All content on this site is the property of and copyrighted by RebootThat.com or its content suppliers and protected by UK and international copyright laws. All software used on this site is the property of RebootThat.com or its software suppliers and protected by UK and international copyright laws. Users of this site may use the content and software on this site as a shopping resource. Any other use, including the reproduction, modification, distribution, transmission, republication, display or performance of the content on this site is strictly prohibited.
Any duplication of any kind on this site is strictly forbidden by law without the author’s & webmaster’s consent. No copyright infringement is intended. All copyrights are property of their respective owners. RebootThat.com claims ownership and copyrights to only design elements, graphics, and content that do not violate or infringe upon copyrights and/or trademarks made and claimed by other entities. This includes all previous offline versions of the site.
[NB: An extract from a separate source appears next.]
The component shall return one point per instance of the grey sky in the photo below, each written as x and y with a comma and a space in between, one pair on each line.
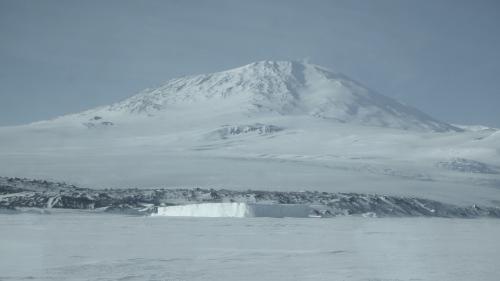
59, 57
Any opinions or views expressed within these pages do not necessarily reflect those of RebootThat.com and its associated companies and should not be taken as fact. The staff here at RebootThat.com have tried to make this page legal to the best of their abilities. If you find something on this page that is illegal, please notify us so that corrections can be made within 24 hours. If you have any questions, comments, and/or suggestions, please feel free to contact us.
If you use anything from this site, just tell us in order to avoid penalty for infringement. We will not be held liable for any mishaps from using this site.
All of the files on this website do not reside on the site itself but on a private server. If you have a complaint/issue about our site, please do not notify our web provider because they are not the ones responsible and only provide us with html space. If necessary, notify the RebootThat.com webmaster and we will try to resolve it ASAP.